Consultants leading a Wednesday visioning session urge residents to think about giving officials a final answer on a merger with Farmington Hills.

It's time to call the question of whether Farmington should merge with Farmington Hills, consultants told 50 Farmington residents gathered for a Wednesday visioning session at city hall. 

The long-debated move is part of a maximum growth strategy presented with other options during the 2-hour meeting. While the first visioning meeting held last month centered around big ideas, the second focused more on specific alternatives. 

"We really want to get a handle on where you think Farmington should go in the future," said Aaron Domini of OHM Advisors. 

After a review of the 1998 vision plan and current data, participants ranked their preferred rate of growth, in a range from status quo to moderate to maximum. The average answer landed between moderate and maximum growth, with a slight move toward moderate growth by the close of the meeting.

OHM Advisors consultant Jim Houk explained that maintaining status quo would require an increase in property values, an increase in taxes and other measures to keep the high level of services and support the type of "boutique" retailers now common in the community.

Moderate growth, Houk said, would maintain the city's character, but would have to include expanded housing options, an increased number of events and reinventing the city's "brand". The city would have to "grow up", with higher buildings, pursue more mixed use development (housing and commercial), and sell outdated public facilities to make room for more private investment.

Changed needed in rental housing 

Getting to maximum growth would mean a broader range of housing, significant parking facilites, significant public and private investment, and growing the community's boundaries to create a bigger market for downtown Farmington.

Growth at that level would involve the controversial consolidation with Farmington Hills. 

"I think it's now time as part of the visioning process to put that to bed, one way or the other," Houk said. 

He also pointed out that growing demographics of young adults and "empty nesters" are looking toward rental housing not to save money, but as a lifestyle choice. The city's aging multifamily complexes probably won't appeal to them, Houk said. 

Houk and Domini recorded questions and comments from the audience that will be brought back to the next public visioning session in May. In the meantime, residents who have indicated they want to be more involved in the process will have the opportunity for more discussion in small groups on April 24. The next large task force meeting will be held May 1. 
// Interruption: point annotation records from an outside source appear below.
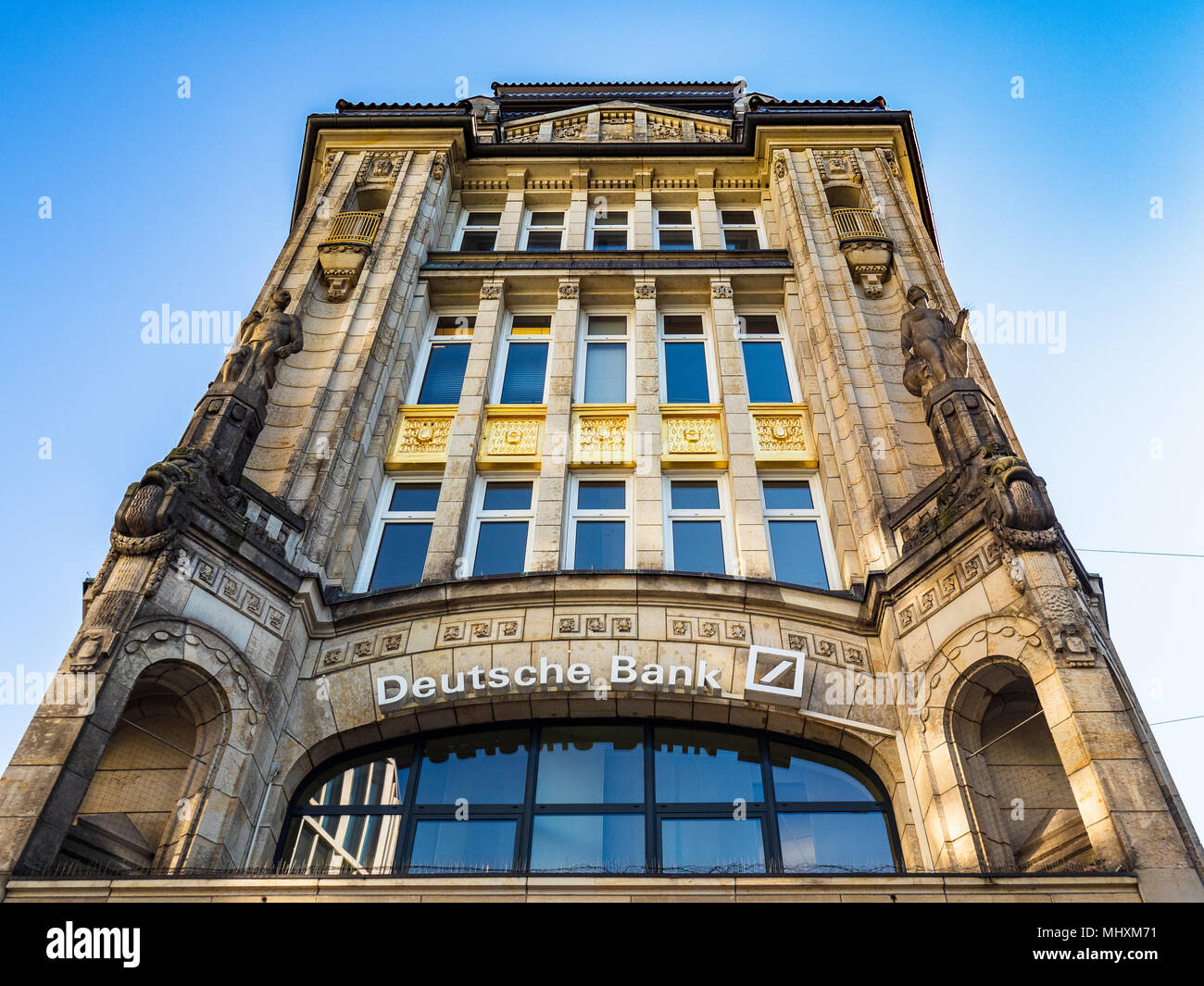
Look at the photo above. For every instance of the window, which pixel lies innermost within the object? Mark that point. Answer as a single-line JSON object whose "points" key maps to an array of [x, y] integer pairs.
{"points": [[504, 513], [546, 231], [524, 363], [597, 524], [797, 532], [593, 797], [602, 366], [674, 229], [765, 359], [445, 360], [685, 373], [696, 540], [610, 231], [480, 231], [741, 231], [401, 535]]}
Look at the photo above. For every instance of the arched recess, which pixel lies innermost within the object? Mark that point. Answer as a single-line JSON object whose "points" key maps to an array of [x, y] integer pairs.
{"points": [[165, 794], [1006, 801]]}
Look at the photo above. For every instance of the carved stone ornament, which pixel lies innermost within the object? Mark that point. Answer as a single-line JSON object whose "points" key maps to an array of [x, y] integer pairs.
{"points": [[932, 344]]}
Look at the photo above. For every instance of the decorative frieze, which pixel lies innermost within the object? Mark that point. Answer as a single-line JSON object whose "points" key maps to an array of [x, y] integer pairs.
{"points": [[512, 436], [782, 436], [420, 437], [603, 435], [693, 435]]}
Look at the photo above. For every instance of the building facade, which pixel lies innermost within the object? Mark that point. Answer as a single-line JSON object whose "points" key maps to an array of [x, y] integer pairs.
{"points": [[598, 502]]}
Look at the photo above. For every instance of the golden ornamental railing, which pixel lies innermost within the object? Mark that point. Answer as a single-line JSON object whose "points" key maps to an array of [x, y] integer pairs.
{"points": [[354, 228], [854, 223]]}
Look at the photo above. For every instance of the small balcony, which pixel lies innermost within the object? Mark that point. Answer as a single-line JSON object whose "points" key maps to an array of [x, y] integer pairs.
{"points": [[345, 251], [866, 247]]}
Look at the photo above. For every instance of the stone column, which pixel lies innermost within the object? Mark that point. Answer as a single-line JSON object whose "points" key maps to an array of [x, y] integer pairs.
{"points": [[460, 472], [550, 496], [751, 549], [648, 520]]}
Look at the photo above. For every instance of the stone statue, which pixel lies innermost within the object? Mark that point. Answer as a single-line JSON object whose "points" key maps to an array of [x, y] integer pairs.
{"points": [[932, 344], [263, 342]]}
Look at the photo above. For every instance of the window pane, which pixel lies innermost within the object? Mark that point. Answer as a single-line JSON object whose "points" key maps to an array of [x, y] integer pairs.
{"points": [[610, 240], [683, 325], [705, 766], [507, 496], [839, 841], [759, 325], [501, 548], [472, 845], [414, 497], [677, 240], [738, 217], [602, 495], [445, 373], [591, 765], [526, 365], [766, 369], [711, 845], [797, 556], [478, 241], [606, 373], [588, 844], [485, 768], [345, 844], [607, 325], [797, 777], [698, 547], [784, 495], [685, 373], [374, 780], [701, 495], [540, 240], [600, 544], [402, 555]]}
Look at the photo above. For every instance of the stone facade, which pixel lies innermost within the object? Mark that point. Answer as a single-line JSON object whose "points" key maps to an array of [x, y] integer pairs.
{"points": [[959, 652]]}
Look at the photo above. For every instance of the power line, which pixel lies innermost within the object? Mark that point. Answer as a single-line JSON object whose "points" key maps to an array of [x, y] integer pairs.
{"points": [[1160, 554], [1185, 718]]}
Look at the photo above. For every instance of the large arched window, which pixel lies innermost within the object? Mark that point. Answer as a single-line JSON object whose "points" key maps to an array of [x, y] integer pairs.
{"points": [[612, 797]]}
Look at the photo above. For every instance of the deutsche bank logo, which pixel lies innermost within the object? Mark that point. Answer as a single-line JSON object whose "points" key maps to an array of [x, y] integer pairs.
{"points": [[775, 674]]}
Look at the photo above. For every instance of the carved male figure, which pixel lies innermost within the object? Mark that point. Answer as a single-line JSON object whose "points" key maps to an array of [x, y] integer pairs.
{"points": [[932, 344], [263, 342]]}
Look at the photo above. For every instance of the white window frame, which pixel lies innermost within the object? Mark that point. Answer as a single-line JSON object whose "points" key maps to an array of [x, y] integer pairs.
{"points": [[384, 516], [528, 225], [462, 225], [723, 516], [504, 352], [583, 341], [658, 225], [818, 513], [707, 349], [757, 225], [424, 352], [591, 225], [573, 513], [796, 389], [478, 516]]}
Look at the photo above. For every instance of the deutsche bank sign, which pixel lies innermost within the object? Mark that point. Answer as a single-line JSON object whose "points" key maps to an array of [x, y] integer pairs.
{"points": [[773, 676]]}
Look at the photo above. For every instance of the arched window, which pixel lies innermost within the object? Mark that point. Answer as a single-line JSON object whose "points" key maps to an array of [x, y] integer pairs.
{"points": [[612, 797]]}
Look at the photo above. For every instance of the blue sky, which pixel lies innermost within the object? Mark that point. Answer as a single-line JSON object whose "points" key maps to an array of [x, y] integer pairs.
{"points": [[1042, 204]]}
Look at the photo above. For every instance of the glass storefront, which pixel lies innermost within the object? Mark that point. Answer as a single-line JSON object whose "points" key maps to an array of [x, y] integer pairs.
{"points": [[617, 797]]}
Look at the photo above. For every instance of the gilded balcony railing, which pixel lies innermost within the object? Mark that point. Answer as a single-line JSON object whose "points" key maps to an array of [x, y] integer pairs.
{"points": [[357, 228], [858, 224]]}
To keep up with information about meeting locations and other information, follow the visioning process on the city's website and on Facebook.
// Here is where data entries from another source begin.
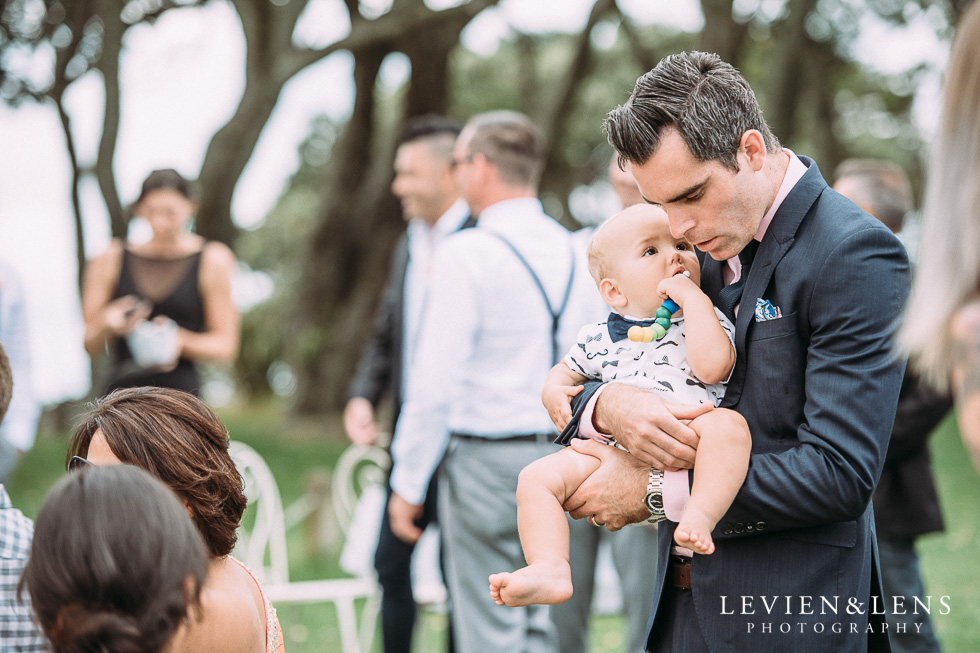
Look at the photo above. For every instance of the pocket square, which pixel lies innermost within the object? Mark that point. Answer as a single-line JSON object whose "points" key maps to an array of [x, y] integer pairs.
{"points": [[765, 311]]}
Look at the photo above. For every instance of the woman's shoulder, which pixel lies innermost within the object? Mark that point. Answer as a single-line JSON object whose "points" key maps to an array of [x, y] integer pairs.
{"points": [[231, 616]]}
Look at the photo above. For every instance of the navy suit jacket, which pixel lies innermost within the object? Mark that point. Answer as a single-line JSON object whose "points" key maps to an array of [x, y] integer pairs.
{"points": [[818, 388]]}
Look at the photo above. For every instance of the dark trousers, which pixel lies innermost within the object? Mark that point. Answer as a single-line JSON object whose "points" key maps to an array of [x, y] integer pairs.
{"points": [[393, 562], [676, 628], [908, 633]]}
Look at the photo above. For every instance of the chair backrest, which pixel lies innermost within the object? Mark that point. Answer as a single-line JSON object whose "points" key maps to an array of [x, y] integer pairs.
{"points": [[359, 467], [262, 546]]}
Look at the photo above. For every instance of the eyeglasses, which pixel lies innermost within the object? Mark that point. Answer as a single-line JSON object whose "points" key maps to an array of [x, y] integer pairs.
{"points": [[76, 463]]}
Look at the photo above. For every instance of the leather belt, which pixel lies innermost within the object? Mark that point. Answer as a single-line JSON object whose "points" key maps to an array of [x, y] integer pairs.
{"points": [[679, 571], [530, 437]]}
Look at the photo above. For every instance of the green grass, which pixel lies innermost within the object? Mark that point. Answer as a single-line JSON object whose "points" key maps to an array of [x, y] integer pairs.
{"points": [[298, 451]]}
Patrick T March 29, 2013 at 11:33 AM
As a participant, I found it strange that Farmington residents in the informal poll appeared to support more-than-moderate growth, even with the understanding of its definition of 3- to 5-story buildings downtown, and the recommendation of "maximum" growth coming with a merger, which had many vocal opponents. There must have been a couple high-voters, to balance out my more minimal opinion. Something tells me the next few meetings will be pretty well-attended!
Josh Klein March 29, 2013 at 04:43 PM
As someone who voted for more than moderate growth, I did definitely get the sense that people would like Farmington to have a more active and vibrant downtown. At the table I was sitting at I glanced over and saw that most people were in the 6-8 range, which jives with what the average of the group ended up being. I think a merger would definitely be controversial. I would potentially be worried that a combined FH/Farmington may not pay as much attention to the downtown area as it should. But the combined FH/Farmington library has done a good job with the downtown library branch and other combined services have been good, so perhaps my concerns are baseless, but I think it would need to at least be addressed. The larger tax base of a combined FH/Farmington could also potentially mean a lot more investment into the downtown too.
Michael Ritenour March 29, 2013 at 06:14 PM
I was there and I agree with all the above comments. The sense among the participants was that we absolutely must preserve the historic feel and communal feel of the downtown, but focus on provide more and better draws for people in and out of Farmington proper. The money will follow the traffic.